CARPENTER: Well, you know, I still find that hard to believe. I mean I know it’s a fact, but it just kind of makes me shake my head, ”Oh, my God.” I just don’t know, I don’t get it. I find it just bewildering.
MW: I understand that Wright has expressed concern about her career now. Sales of her last album, 2010’s Lifted Off The Ground, were much lower than previous sets, and she speculates that her coming out is a culprit.
CARPENTER: Well, I can’t speak to that, in the sense that I’m not privy to the nuts and bolts of someone else’s daily career. But obviously, if that’s the sense that she’s getting, that to me is tragic. It’s ridiculous. But I don’t know. I guess I shouldn’t – Oh, don’t get me started. [Laughs.]
MW: Have you encountered any sort of controversy or blowback for anything you’ve expressed or done?
CARPENTER: Not that I’m acutely aware of, or right in my face. I know that there are people out there who don’t care for what I do, for whatever reason, whether they don’t like my politics or whether they don’t like my music. It’s hard to know precisely why someone decides they reject you or they don’t want you or they don’t like you or they want to badmouth you or whatever. I don’t know. The Internet is a place where people can say anything they want and hide behind anonymous names. There was one time I remember doing a Today show broadcast. I played ”Why Shouldn’t We?” which is a topical song about coming together, that people should love and accept each other, whatever their politics. The next day there were these really nasty [comments] about me and my Democratic or liberal leanings or something. [But] what am I going to do about it? I have to just be who I am. That’s all Chely is doing. She’s being who she is. And that’s what we should all seek to be.
MW: Do you consider yourself a political person?
CARPENTER: I consider myself a committed citizen. Political, there’s a lot of layers to that. Have I spoken up for or advocated on behalf of certain causes over the course of my career? Yes, I have. Have I campaigned for certain candidates? Yes, I have. I just did an event for the vice president a few weeks ago in California. I’ve never made any secret of the fact that my parents raised me to be a liberal Democrat. I think liberal is a word of honor. It makes me ill when people use it as an epithet. I have nothing to be ashamed of. That’s who I am.
MW: I would imagine you stand out as a liberal where you live – not Charlottesville, a classic college town, but south central Virginia, certainly.
CARPENTER: I suppose. But you know four years ago, Obama won the state. I don’t know if he will this year. I hope he will, obviously. I don’t know.

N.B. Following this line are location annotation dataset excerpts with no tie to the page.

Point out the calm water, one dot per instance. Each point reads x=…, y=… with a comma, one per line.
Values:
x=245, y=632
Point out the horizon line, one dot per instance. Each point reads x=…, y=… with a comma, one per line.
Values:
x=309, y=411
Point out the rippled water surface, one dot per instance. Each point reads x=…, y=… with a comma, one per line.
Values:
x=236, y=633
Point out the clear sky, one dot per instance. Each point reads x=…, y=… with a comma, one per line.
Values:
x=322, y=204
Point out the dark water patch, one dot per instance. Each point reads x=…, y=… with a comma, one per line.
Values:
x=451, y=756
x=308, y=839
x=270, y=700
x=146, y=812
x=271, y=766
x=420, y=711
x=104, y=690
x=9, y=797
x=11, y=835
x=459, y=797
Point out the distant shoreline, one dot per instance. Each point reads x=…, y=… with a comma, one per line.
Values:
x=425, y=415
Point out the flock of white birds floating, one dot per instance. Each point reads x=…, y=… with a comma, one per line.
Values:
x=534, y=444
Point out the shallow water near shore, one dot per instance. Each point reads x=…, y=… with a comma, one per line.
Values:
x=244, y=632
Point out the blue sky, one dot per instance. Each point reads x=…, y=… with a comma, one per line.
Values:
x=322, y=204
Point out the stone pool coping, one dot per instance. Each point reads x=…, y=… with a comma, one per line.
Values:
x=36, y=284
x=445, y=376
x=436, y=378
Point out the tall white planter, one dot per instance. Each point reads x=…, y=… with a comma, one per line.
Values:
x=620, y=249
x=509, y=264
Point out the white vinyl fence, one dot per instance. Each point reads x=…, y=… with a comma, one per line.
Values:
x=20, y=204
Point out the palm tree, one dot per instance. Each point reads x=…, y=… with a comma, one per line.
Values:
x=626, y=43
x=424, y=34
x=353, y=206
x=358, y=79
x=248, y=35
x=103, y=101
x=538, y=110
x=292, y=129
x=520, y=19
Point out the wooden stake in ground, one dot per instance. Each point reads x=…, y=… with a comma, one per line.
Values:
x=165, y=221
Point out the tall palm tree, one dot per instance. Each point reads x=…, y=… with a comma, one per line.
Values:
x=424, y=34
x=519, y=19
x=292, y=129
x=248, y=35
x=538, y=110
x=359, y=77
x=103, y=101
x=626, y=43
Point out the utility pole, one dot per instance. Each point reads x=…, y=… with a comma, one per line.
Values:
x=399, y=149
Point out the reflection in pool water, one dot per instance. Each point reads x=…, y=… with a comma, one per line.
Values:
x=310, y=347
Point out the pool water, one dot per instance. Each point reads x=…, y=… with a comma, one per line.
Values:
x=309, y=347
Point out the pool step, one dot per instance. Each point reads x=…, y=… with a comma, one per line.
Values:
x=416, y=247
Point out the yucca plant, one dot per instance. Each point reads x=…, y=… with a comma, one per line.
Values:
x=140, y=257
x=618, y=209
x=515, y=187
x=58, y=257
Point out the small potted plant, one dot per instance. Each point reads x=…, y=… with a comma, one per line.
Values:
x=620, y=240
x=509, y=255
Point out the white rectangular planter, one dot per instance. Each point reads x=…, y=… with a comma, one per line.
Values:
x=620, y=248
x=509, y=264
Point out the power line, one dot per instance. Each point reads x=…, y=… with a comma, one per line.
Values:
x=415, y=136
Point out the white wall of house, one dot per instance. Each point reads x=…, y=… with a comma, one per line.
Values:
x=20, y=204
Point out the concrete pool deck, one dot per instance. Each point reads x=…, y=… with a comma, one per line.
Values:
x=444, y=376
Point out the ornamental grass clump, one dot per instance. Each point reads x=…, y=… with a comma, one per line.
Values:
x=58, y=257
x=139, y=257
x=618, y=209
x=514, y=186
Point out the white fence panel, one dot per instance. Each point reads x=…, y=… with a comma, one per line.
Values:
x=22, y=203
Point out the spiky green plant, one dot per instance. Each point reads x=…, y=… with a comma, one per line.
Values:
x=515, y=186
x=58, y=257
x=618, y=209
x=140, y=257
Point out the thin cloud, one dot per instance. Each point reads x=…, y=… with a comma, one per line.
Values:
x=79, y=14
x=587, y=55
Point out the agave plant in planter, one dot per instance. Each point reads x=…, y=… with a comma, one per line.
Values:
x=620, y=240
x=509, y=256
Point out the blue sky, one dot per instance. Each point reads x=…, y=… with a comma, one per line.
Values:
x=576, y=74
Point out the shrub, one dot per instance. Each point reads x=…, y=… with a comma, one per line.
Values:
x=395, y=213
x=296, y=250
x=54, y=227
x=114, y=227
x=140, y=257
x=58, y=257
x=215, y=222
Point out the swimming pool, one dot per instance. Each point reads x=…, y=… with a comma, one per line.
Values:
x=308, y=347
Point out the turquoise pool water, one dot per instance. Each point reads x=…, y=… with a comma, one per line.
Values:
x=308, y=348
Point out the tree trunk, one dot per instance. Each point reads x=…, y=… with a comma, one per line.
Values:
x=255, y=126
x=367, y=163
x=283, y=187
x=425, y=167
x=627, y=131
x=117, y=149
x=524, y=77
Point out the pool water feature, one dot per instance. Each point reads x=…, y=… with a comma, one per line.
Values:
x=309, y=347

I’m still pondering your question [about Wright]. I realize that I didn’t have to make the kind of decision that Chely had to, to be the authentic person she is. I didn’t have to confront the choices that she did, so I don’t mean to come across in any way as diminishing the importance [of it], and how difficult it was for her. I think what she did was courageous and brave and important, and if it has come at a cost of her career, to me it’s nothing but tragic. It’s just not right. But I also believe that she made the right choice, whatever the repercussions are for her.
MW: And in the grand scheme of things, Wright is blazing a trail. Future country singers will be able to follow her course without losing their fans or risking their popularity.
CARPENTER: I think it’s true. I think it’s inevitable that, you know, marriage for everyone is a part of all of our lives, all the rights that go along with that. It may be gradual, but I think it’s inevitable. I wish it wasn’t gradual, but I do believe that it’s inevitable, and that’s a very important thing.
MW: Do you have a lot of gay fans – is that something you’re conscious of?
CARPENTER: Well, people sit in the audience and I sort of see people and they look just like me — they look a little older, a little younger, right in between. I look out in the audience and I see people that, again, I feel like we’re all in this together, and we all have experienced the same things in our lives. I’ve always wanted to believe that in my audience there are gay and straight, and black and white, and short and tall. I welcome all comers.